Yani ‘liralaşmanın’ anahtarlarından biri de döviz borçlanmak, bu döviz borcunu tutmak, yükümlülük dolarizasyonu imiş.

Sadece faizlerin düşürülmesi değil, bankaların dikte edilen faizlerle kredi vermeye zorlanması, müşterilerini döviz bozdurmaya zorlayacak ‘makro ihtiyati tedbir’ ambalajı içinde sıkıştırılmaları, düşük faizle uzun vadeli devlet tahvili almaya zorlanmaları aslında politika yapıcıların kifayetsizliğini bir sonucu.

Bankacıların bu uydurma ve karmakarışık zorlamalardan yakınmak için Bakan Nebati’ye gittiklerinin ertesinde, Enflasyon Raporu sunan Merkez Bankası Başkanı Kavcıoğlu bankacıların yakındığı durumla ilgili ne diyordu? “Şu an bankacılık sektörünü herhangi bir sistemik, likidite, operasyonel veya faiz riski anlamında çok yakından takip ediyoruz”.

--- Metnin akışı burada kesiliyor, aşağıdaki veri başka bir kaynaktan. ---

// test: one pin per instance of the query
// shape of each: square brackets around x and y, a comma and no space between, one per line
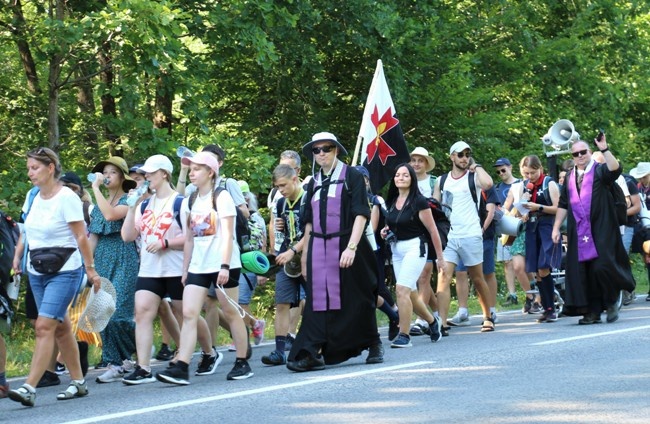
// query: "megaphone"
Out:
[561,133]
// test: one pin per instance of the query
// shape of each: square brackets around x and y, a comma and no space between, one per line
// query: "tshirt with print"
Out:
[158,223]
[207,232]
[46,224]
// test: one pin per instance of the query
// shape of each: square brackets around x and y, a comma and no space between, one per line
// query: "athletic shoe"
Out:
[274,358]
[139,376]
[402,340]
[209,363]
[23,395]
[174,375]
[59,369]
[241,370]
[458,320]
[511,300]
[74,390]
[393,329]
[165,353]
[289,342]
[48,379]
[527,306]
[258,331]
[435,329]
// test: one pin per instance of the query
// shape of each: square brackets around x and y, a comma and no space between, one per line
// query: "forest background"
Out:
[133,78]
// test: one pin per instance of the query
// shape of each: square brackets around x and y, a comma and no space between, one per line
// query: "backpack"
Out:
[242,230]
[178,201]
[9,234]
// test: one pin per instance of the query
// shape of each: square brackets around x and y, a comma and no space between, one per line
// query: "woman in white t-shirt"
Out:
[54,220]
[211,256]
[157,224]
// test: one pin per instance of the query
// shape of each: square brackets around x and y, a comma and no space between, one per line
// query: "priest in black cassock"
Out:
[338,263]
[597,266]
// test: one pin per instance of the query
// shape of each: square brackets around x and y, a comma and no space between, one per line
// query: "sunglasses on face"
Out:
[579,153]
[324,149]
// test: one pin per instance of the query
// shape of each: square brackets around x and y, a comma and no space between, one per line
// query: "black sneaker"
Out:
[393,329]
[174,375]
[241,370]
[209,363]
[48,379]
[165,353]
[435,329]
[139,376]
[290,339]
[274,358]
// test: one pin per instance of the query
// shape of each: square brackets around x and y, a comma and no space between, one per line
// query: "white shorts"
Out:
[469,250]
[407,262]
[503,252]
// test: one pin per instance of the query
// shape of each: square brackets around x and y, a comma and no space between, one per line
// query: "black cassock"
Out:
[593,285]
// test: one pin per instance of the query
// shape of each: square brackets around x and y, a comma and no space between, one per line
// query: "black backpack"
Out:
[9,234]
[242,231]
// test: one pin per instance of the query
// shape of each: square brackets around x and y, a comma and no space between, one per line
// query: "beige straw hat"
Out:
[100,308]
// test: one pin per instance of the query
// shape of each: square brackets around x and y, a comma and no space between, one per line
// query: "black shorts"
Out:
[162,286]
[209,280]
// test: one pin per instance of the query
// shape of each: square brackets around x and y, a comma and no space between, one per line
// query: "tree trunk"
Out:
[23,48]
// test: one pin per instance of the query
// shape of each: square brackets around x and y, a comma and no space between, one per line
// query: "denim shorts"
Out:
[54,292]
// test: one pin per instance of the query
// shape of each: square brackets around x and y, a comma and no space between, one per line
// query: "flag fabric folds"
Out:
[383,145]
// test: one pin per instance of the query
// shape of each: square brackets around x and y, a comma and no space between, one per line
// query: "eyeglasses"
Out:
[324,149]
[579,153]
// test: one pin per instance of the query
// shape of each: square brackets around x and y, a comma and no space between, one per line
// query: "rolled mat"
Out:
[255,262]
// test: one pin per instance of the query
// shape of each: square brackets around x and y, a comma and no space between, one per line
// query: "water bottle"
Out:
[137,194]
[184,152]
[13,287]
[92,177]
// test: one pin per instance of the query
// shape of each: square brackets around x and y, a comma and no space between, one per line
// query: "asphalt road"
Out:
[524,372]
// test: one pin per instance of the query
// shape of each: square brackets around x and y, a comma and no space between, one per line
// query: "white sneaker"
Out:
[458,320]
[112,374]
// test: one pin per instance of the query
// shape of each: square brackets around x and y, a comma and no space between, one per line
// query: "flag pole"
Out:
[357,148]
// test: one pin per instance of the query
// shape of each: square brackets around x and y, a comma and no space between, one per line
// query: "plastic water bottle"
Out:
[92,177]
[184,152]
[137,194]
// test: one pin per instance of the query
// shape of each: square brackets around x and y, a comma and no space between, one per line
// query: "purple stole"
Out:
[325,248]
[581,207]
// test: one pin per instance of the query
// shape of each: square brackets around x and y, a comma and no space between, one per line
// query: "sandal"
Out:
[74,390]
[488,325]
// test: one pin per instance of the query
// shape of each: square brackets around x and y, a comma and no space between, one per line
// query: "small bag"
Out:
[49,260]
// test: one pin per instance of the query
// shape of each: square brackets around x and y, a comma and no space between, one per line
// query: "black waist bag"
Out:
[49,260]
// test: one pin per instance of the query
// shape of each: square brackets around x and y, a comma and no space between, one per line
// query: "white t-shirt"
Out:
[46,224]
[155,224]
[464,215]
[206,229]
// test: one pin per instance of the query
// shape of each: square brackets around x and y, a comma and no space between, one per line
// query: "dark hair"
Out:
[393,191]
[216,150]
[47,156]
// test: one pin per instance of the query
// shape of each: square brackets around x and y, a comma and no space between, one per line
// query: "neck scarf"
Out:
[581,207]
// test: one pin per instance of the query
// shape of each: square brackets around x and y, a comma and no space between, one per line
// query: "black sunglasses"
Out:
[324,149]
[579,153]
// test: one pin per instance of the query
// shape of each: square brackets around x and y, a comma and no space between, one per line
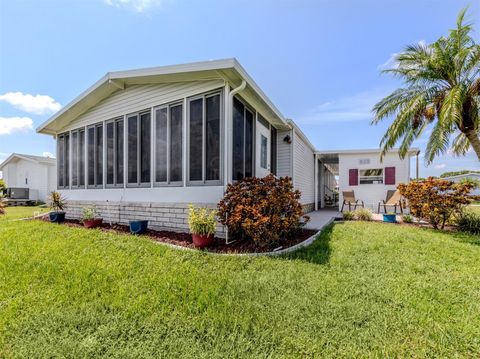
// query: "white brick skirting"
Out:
[161,216]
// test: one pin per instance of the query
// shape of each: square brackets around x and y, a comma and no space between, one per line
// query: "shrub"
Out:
[56,201]
[469,222]
[436,200]
[363,214]
[89,213]
[348,216]
[201,221]
[407,218]
[264,210]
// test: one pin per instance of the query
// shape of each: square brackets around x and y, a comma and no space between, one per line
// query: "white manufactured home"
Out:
[146,143]
[472,176]
[37,173]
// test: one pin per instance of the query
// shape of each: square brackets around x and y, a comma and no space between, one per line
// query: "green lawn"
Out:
[361,290]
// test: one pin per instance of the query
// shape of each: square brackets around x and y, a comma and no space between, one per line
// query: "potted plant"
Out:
[201,223]
[57,203]
[390,217]
[90,219]
[138,226]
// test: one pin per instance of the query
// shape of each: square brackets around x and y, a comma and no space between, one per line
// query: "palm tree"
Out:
[442,88]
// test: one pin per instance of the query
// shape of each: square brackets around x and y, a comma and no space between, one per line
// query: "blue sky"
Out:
[318,61]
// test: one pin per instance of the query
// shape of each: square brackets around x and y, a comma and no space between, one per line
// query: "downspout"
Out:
[228,137]
[228,129]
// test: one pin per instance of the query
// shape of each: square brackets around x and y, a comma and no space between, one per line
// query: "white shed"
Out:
[36,173]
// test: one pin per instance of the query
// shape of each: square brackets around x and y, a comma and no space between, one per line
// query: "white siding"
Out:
[141,97]
[284,154]
[304,170]
[34,176]
[371,194]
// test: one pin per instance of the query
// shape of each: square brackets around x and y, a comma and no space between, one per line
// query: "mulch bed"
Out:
[185,239]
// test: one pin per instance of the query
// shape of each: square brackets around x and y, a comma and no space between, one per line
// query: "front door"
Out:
[262,150]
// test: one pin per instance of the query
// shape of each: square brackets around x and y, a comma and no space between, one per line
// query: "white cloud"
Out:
[135,5]
[38,104]
[391,63]
[9,125]
[356,107]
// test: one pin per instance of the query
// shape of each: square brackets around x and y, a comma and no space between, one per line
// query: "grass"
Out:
[361,290]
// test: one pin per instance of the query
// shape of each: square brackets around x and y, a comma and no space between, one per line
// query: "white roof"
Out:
[229,70]
[465,175]
[30,158]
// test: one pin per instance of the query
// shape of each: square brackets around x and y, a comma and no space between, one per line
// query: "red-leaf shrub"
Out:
[436,200]
[261,209]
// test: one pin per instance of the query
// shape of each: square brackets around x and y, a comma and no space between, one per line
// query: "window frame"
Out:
[139,183]
[96,185]
[79,132]
[247,107]
[153,173]
[204,181]
[66,166]
[116,135]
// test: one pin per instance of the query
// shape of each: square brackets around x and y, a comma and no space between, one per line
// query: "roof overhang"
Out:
[19,156]
[228,70]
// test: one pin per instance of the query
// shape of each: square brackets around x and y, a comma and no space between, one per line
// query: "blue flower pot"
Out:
[390,218]
[57,217]
[138,227]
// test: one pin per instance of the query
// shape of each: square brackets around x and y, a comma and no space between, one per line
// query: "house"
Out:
[145,143]
[362,171]
[467,176]
[37,173]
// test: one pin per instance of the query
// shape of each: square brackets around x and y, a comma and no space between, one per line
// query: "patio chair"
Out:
[349,199]
[394,199]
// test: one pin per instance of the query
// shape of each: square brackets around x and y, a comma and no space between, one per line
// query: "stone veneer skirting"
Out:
[161,216]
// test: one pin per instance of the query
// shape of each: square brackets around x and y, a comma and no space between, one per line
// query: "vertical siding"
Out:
[284,155]
[304,170]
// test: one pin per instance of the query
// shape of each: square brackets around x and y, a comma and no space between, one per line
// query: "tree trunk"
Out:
[474,141]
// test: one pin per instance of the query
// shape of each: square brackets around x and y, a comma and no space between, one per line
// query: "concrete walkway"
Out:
[321,217]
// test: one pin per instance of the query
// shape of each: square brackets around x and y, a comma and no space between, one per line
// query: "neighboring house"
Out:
[362,172]
[36,173]
[145,143]
[470,176]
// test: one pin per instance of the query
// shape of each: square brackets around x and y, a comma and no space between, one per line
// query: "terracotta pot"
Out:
[57,217]
[92,223]
[202,241]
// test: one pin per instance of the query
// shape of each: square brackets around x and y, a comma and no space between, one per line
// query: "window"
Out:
[139,137]
[243,129]
[273,150]
[204,139]
[263,152]
[169,144]
[95,155]
[114,148]
[371,176]
[78,158]
[63,143]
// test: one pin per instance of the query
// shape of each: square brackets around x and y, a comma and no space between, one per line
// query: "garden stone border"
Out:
[307,242]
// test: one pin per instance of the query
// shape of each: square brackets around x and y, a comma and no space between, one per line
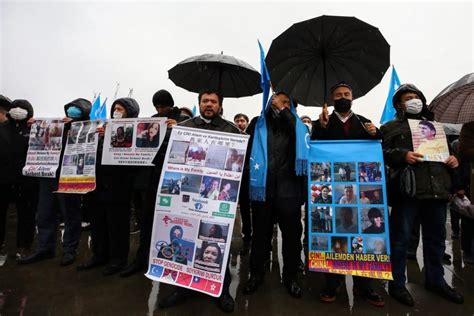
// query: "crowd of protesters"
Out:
[278,200]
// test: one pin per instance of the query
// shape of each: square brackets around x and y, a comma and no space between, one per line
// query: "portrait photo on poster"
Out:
[178,152]
[191,183]
[209,188]
[347,220]
[321,219]
[171,183]
[122,135]
[373,221]
[321,193]
[209,256]
[148,135]
[371,194]
[216,157]
[345,193]
[211,231]
[321,171]
[370,172]
[196,154]
[344,171]
[339,244]
[320,243]
[376,246]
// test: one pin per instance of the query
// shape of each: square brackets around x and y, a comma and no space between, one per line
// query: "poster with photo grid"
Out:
[347,206]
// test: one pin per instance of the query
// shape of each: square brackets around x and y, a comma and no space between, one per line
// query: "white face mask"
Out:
[414,106]
[18,114]
[117,115]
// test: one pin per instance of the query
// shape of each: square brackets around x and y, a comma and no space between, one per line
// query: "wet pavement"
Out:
[45,288]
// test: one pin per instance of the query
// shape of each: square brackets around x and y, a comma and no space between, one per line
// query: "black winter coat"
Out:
[282,181]
[334,130]
[433,179]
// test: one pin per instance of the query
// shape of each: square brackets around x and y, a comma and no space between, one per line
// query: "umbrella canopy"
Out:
[455,104]
[230,76]
[5,102]
[312,56]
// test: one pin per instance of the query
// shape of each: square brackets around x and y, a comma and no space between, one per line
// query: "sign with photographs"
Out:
[44,148]
[429,140]
[195,208]
[133,142]
[78,167]
[348,215]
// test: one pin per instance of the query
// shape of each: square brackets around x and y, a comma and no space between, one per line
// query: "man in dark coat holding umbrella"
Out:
[14,137]
[343,123]
[69,204]
[281,195]
[433,187]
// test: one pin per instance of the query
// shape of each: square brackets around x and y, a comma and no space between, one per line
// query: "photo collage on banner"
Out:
[133,142]
[195,208]
[44,148]
[78,165]
[348,218]
[429,139]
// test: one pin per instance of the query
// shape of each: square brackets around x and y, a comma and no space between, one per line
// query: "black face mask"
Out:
[342,105]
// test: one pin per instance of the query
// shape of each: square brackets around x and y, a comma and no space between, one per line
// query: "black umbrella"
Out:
[455,103]
[312,56]
[230,76]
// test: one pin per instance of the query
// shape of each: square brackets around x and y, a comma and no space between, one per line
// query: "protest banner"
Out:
[44,148]
[348,215]
[133,142]
[429,139]
[195,208]
[78,165]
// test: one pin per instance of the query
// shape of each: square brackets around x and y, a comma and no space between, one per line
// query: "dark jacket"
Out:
[335,131]
[282,180]
[14,138]
[116,179]
[175,114]
[433,179]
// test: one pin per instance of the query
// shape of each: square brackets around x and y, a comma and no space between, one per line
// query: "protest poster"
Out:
[429,139]
[133,142]
[44,148]
[195,208]
[78,165]
[348,214]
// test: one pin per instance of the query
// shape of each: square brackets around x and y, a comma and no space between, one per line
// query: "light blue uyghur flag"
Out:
[95,110]
[389,111]
[103,111]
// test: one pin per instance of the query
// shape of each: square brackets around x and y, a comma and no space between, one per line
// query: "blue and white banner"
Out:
[348,214]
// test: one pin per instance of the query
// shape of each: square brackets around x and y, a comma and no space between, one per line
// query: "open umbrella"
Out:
[313,55]
[455,103]
[230,76]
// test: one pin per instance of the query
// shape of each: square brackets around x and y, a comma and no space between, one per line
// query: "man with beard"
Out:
[210,105]
[433,188]
[343,123]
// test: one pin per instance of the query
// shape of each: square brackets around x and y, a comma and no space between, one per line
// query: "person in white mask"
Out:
[428,202]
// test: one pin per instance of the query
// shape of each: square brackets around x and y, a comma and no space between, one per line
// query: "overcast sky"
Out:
[53,52]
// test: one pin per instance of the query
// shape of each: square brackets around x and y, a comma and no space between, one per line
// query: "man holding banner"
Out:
[429,199]
[210,105]
[279,192]
[344,124]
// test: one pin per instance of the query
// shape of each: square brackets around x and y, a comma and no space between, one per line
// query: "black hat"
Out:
[374,213]
[162,98]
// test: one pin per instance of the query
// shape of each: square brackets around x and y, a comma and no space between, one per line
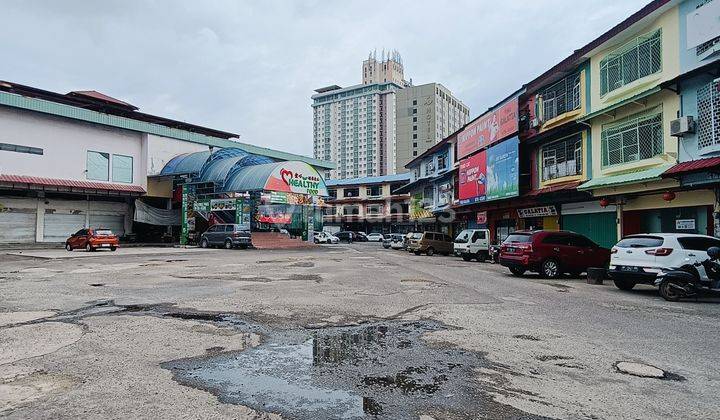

Haftalık repoyla Merkez Bankası’ndan, bir ayı bulan vadelerle mevduat müşterisinden borçlanan bankaların, enflasyonun 6-7’da biri faizle 10 yıllık tahvil alması bilançolarda herhangi bir anda sert erimeler yaratır, sermayelerini eritir. Bunun yaratacağı sonuçlar, “bugün izleyerek” kontrol edilemez. İktisatçı Rudiger Dornbusch’un söylediği gibi, krizlerin gelmesi düşünüldüğünden çok uzun zaman alır, olduğunda ise çok kısa sürede gerçekleşir.

Kavcıoğlu’nun ne sabit menkul tutma zorunluluğunun ne de enflasyonun risk yaratmadığını söyleyerek, özellikle bankacılık sektöründe risk olmadığını ve bunun konuşulmasını da doğru bulmadığını söylemesi, bilgisizlik değilse gerçeklikten uzak bir duruş.

Daha ötesi, “Biz 100 yılı planlarken Türkiye’nin 10 yıllık senedini, 5 yıllık tahvilini almakta kimse endişe etmesin. Hazinenin 20 yıllık borçlanmaya çıkması gerektiğini düşünüyorum” diyerek, bir merkez bankacı değil, siyasi bir kayyım portresi çiziyor. Tam da bankaların tahvil almaya zorlandıkları için yakındıklarının ertesinde.

Hele ki para ya da bankacılık otoritesinin, gözetim ve denetiminden sorumlu oldukları kurumları risk altına sokmaya çalışmaları akıl alır gibi değil.

Bu itirazı ilgili bakana kayda geçiren bankalar, potansiyel bir zararı bu riskleri almaya zorlayan bürokratları ileride, ‘devir değiştiğinde’ dava ederlerse hiç şaşırmam.

Türkiye’nin, Cumhuriyet’in ikinci yüzyılına girerken, yeni sayfasında neyi yapmayacağı artık çok belli; toplumu yoksullaştıran, güveni yok eden kuralsızlığı yok etmek, hukukunu ve parasını siyasi amigolara teslim etmemektir.